Apart from the death and anxiety, one of the sad things about COVID-19 was all the funny little science stories we missed. And failed to publish in good time.

As the virus raged, and virologists and epidemiologists sought to understand the pandemic, they also became people of fascination in the media. Some of them quickly became household names.

Thus we were distracted from those many charming stories that suggest scientists can be whimsical.

Better late than never

This week, three years after the fact, boingboing.net published news and video of ‘Japanese water scavenger beetle’, Regimbartia attenuata, being swallowed by a pond frog, Pelophylax nigromaculatus.

This occurred in a Kobe University lab.

In the wild, this species of frog and beetle share a home (or rather, compete for one) in the same kind of rice field.

For just shy of two hours, the frog just sat there.

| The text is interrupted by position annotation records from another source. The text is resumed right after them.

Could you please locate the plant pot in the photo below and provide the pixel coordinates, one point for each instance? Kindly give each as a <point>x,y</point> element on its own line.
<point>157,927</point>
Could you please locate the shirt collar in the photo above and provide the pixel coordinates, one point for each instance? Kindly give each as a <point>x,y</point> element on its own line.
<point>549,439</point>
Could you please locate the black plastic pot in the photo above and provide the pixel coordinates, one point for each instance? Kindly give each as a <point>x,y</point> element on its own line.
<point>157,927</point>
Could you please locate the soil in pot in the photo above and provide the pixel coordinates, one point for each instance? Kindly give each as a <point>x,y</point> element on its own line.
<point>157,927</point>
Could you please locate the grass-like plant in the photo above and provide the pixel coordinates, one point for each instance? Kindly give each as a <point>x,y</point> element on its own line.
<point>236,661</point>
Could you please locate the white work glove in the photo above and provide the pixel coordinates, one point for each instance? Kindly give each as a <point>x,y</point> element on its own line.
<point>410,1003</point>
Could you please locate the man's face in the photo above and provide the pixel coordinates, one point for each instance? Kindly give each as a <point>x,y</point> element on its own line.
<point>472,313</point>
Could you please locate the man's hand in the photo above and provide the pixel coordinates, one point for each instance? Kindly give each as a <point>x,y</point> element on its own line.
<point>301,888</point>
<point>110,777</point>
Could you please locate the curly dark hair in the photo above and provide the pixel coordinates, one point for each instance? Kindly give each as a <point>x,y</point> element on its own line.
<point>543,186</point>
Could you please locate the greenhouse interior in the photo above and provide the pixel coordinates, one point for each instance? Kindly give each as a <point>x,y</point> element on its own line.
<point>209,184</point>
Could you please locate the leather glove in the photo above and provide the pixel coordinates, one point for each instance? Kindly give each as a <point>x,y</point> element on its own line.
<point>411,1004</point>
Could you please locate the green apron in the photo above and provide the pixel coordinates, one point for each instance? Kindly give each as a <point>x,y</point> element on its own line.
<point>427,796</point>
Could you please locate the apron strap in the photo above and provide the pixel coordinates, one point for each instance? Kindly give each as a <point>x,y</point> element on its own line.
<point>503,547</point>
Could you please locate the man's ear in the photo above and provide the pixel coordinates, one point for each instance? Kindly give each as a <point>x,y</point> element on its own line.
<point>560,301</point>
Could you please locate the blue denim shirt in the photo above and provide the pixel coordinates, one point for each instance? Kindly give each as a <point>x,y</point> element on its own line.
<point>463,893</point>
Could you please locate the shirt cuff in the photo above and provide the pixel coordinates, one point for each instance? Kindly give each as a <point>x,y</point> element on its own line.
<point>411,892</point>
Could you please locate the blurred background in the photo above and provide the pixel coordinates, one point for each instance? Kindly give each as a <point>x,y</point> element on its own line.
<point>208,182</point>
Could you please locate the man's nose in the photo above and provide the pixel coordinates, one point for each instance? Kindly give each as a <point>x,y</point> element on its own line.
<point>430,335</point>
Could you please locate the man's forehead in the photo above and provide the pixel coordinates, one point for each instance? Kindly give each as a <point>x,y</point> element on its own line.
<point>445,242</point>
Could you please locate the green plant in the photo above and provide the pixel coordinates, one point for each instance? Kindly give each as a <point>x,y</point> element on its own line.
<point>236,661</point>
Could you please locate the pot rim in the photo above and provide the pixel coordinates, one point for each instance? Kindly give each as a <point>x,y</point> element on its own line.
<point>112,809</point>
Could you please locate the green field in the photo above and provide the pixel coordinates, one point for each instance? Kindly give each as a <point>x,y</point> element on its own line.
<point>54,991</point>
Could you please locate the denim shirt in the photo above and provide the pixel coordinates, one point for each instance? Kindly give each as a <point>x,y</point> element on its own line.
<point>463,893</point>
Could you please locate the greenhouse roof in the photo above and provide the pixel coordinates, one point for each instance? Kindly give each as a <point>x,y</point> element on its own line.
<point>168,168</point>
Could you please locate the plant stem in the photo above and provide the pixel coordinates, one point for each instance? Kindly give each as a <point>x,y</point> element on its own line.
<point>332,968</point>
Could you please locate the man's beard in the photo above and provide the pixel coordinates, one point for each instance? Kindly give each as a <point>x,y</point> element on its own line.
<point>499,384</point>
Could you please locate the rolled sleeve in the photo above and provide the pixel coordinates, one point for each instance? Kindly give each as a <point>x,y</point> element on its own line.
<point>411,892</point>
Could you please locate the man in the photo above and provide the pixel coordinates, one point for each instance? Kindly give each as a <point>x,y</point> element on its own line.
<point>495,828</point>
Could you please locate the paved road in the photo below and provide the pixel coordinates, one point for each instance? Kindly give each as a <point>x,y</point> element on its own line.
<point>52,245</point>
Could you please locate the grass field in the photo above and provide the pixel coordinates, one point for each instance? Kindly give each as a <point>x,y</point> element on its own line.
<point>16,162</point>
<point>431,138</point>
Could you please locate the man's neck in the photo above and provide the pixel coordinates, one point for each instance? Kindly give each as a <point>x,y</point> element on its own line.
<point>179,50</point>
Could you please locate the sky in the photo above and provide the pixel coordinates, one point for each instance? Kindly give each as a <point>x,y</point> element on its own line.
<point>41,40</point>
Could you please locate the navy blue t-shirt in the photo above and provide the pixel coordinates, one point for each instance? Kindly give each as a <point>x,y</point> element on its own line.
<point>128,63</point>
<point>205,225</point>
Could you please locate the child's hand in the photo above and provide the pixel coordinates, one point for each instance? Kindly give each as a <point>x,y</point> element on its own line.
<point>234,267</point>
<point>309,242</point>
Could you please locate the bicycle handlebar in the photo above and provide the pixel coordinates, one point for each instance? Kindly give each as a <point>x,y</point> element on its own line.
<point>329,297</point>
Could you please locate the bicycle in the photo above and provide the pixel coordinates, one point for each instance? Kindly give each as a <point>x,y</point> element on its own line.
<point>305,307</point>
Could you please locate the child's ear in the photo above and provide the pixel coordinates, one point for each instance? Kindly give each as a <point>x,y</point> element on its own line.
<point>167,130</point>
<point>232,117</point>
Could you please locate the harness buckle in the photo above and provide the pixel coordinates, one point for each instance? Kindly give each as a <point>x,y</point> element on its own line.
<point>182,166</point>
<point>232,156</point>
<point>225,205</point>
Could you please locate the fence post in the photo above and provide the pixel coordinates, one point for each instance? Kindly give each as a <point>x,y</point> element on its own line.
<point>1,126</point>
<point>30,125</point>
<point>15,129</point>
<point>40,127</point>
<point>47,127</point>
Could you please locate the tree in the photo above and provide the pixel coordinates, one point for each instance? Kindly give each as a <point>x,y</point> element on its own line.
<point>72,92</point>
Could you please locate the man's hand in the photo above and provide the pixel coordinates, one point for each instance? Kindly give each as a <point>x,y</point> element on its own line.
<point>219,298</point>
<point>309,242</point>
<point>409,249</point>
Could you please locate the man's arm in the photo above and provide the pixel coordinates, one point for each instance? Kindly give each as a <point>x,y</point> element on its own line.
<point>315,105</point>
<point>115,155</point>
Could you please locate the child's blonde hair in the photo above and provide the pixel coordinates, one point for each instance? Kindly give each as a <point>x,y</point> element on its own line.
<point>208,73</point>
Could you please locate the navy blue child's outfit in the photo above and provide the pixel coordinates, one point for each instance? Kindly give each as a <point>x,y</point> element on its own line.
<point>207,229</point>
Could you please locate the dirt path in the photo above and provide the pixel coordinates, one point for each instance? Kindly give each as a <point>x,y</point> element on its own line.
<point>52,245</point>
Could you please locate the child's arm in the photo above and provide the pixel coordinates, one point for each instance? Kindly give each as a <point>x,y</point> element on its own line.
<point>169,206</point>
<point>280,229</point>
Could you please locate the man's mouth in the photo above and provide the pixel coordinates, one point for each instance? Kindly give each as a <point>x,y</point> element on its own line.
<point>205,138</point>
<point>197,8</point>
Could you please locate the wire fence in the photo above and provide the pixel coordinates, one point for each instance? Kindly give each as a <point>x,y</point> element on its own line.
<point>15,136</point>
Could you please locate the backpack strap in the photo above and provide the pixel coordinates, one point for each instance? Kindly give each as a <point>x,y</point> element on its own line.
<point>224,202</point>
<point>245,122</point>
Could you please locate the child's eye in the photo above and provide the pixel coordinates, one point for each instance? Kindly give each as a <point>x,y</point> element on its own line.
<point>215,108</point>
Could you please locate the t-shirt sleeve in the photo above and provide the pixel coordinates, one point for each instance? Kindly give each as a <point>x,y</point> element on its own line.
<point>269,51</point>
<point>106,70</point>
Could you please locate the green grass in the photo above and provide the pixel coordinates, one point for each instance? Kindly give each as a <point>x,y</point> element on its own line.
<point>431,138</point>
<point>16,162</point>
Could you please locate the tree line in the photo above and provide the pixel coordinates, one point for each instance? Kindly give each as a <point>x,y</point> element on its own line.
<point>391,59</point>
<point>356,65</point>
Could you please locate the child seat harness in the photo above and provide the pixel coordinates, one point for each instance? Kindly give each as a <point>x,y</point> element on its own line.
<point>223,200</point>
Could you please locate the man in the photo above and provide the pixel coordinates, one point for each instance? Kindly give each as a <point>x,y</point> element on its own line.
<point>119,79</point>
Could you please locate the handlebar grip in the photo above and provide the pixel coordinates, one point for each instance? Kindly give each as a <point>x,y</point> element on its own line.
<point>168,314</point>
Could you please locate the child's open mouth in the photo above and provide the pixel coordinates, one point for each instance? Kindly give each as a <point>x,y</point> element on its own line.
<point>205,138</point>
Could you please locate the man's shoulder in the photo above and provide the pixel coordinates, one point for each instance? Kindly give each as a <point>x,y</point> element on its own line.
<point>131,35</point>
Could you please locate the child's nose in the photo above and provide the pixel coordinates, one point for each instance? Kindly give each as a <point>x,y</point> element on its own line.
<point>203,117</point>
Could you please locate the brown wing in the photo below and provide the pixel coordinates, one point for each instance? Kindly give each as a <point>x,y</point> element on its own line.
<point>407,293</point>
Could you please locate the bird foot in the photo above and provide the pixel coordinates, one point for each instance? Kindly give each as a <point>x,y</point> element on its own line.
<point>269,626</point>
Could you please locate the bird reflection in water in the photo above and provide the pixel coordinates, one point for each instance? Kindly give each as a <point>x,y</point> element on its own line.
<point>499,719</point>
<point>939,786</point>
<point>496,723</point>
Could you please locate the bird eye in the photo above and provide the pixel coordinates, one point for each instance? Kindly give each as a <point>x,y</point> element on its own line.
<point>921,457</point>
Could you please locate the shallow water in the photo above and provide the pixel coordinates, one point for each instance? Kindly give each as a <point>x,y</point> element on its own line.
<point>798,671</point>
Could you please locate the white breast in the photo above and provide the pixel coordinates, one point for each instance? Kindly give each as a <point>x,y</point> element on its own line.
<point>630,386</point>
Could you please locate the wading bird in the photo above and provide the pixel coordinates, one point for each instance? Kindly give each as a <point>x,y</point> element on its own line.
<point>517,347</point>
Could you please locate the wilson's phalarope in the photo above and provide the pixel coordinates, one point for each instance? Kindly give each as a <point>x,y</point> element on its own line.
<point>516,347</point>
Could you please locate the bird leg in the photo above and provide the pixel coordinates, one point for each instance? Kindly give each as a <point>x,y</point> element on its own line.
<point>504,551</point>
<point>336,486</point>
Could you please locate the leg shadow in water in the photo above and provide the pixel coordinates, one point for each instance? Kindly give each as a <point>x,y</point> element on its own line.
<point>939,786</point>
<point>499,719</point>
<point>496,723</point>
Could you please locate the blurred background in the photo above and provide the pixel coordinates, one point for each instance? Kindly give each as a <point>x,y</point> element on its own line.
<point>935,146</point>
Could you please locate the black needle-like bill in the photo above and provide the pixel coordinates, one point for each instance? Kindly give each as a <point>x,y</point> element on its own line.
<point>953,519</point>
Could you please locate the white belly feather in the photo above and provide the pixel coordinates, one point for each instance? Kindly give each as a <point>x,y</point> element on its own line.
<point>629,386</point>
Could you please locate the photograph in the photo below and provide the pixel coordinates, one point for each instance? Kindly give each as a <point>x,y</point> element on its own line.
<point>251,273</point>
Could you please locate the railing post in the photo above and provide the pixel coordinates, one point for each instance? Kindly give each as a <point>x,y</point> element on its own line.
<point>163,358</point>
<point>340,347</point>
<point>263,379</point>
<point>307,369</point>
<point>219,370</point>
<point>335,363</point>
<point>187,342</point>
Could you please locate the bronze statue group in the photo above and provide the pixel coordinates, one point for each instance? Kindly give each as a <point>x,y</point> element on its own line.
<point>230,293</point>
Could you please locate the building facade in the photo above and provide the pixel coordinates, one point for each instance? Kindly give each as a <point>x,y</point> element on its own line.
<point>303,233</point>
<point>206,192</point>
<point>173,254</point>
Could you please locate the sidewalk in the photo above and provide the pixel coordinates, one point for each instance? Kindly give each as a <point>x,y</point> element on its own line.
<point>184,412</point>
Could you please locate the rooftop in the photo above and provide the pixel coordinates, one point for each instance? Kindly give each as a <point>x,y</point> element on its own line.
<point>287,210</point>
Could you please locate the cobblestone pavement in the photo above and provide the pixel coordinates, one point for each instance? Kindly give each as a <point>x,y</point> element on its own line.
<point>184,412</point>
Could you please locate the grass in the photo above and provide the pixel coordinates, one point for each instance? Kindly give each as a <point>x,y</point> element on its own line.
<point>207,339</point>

And one presumed the beetle was being digested.

Instead, and this was a world-first observation, once swallowed, the beetle had kept on walking. It travelled from mouth to throat to stomach and beyond. It’s thought that the beetle tickled its way back out to where the sun was shining.

The rigour of science

Shinji Sugiura, an associate professor in the Graduate School of Agricultural Science at Kobe University, repeated the experiment about a dozen times. As one must do in science to prove a point.

More than 90 per cent of the beetles emerged from the frog’s vent (or anus, sort of).

But, as The New York Times reported, that’s not where the science ends.

Dr Sugiura concluded that the beetle wasn’t a passive escapee. Instead, it promoted its own expulsion by tickling the frog’s sphincter. This made the frog want to poop.

Which it did. And covered in the poop was the beetle.

More polite language was used in a paper published in Current Biology.

“This study is the first to report the successful escape of prey insects from the vent of a predator,” the author wrote.

It’s also the first “to suggest that the prey promotes predator excretion to escape from inside the predator’s body”.

Over three years later, word of this discovery is gradually getting out.